From this simulated hitting data, we find all ofers — here the maximum ofer length is equal to 19.

A snapshot of my Shiny app follows. The histogram shows the predictive distribution of the max ofer length over repeated simulations. In 2019, Hoskins’ longest ofer length was 26 which is represented by the vertical bar. Here the tail probability, the chance that the predictive distribution is at least as large as 26 is 0.396. The takeaway is that Hoskins’ 0 for 26 is pretty consistent with predictions from this Markov switching model. In other words, this streaky model can predict long ofers.

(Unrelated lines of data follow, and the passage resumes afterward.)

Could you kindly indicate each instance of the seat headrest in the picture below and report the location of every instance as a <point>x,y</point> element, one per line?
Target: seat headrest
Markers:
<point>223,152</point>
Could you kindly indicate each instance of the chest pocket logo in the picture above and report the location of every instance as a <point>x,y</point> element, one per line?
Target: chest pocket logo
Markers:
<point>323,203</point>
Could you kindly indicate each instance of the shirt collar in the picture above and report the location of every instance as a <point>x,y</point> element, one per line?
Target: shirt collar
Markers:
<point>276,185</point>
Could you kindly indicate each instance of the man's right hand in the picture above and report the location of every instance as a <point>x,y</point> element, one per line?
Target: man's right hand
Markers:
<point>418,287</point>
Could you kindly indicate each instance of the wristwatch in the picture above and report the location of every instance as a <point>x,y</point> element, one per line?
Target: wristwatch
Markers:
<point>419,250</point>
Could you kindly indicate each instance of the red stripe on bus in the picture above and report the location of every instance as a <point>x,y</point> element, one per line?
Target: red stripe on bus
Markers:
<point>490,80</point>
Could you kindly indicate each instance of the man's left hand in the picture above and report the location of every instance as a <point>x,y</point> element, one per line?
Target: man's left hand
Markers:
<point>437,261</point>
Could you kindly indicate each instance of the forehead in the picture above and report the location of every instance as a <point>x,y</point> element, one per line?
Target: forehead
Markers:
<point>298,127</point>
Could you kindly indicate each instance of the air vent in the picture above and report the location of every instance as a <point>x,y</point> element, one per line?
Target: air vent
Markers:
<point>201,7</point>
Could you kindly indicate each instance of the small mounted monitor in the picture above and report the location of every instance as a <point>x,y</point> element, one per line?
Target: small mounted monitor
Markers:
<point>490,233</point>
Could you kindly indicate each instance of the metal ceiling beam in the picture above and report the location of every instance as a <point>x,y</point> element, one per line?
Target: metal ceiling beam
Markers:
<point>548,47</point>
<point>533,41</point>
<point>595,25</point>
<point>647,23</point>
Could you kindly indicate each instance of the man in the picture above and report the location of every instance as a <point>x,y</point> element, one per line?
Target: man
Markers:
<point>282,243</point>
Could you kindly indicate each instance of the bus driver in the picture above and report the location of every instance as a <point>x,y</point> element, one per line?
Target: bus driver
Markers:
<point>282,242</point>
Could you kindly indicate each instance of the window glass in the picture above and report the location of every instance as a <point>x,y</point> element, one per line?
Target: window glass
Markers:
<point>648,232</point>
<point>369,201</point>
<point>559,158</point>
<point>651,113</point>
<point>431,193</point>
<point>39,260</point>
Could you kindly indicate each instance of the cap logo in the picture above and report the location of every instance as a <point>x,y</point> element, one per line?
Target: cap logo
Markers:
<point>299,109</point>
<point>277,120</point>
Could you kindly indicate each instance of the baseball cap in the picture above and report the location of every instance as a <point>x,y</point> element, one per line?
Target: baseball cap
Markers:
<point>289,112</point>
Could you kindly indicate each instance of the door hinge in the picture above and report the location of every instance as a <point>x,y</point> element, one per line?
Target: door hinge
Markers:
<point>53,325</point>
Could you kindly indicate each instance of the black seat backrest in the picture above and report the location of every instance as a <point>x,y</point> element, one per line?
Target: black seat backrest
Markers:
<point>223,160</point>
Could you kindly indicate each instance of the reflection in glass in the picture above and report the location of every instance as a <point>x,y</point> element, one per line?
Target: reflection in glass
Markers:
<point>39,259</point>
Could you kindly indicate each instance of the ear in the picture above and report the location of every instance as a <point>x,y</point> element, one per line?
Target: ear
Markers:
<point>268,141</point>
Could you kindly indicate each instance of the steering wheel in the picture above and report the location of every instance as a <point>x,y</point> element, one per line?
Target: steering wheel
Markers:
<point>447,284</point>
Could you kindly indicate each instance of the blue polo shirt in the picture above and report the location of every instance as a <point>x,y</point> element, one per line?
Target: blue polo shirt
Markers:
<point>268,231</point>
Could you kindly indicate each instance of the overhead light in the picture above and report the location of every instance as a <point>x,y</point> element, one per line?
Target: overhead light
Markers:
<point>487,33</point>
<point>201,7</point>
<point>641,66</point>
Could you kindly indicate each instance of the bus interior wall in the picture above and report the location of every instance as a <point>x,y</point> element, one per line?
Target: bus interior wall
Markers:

By using this app, you can experiment with different players or choices of the priors on the hot and cold probabilities. By the way, if you place the same prior on pH and pC, this is similar to assuming that the player has only a single hitting probability during the season.

Closing Comments

  • Ease of Predictive Checking. I thought this was a neat example since it is so easy to implement. It is straightforward to simulate parameters from the streaky model, and then simulate hitting data given the parameters.
  • Fitting the Markov Switching Model. A different problem is to fit this streaky model to a sequence of hit/out data for a player in a season. This is more challenging since the likelihood function is more complicated, but there are attractive fitting MCMC algorithms available.
  • Other Uses of this Model? Rob Arthur and Greg Matthews applied this same Markov switching model in a 538.com article to look at sequences of fastball speeds of MLB pitchers. They use this model fit to claim that particular pitchers are streaky. I was not enthused with this particular application. In this post, I explain my objections and gave Greg the opportunity to respond. Rob and I also appeared in a Baseball Prospectus podcast on the 538 article.
  • Other Streaky Models? This Markov switching model is just one way to think about streaky ability. Perhaps it would be more realistic to think that there are three or more possible states, for example.
  • R Code? This Shiny app is included in my ShinyBaseball package — the package contains the Shiny code and also the associated Retrosheet 2019 batting data.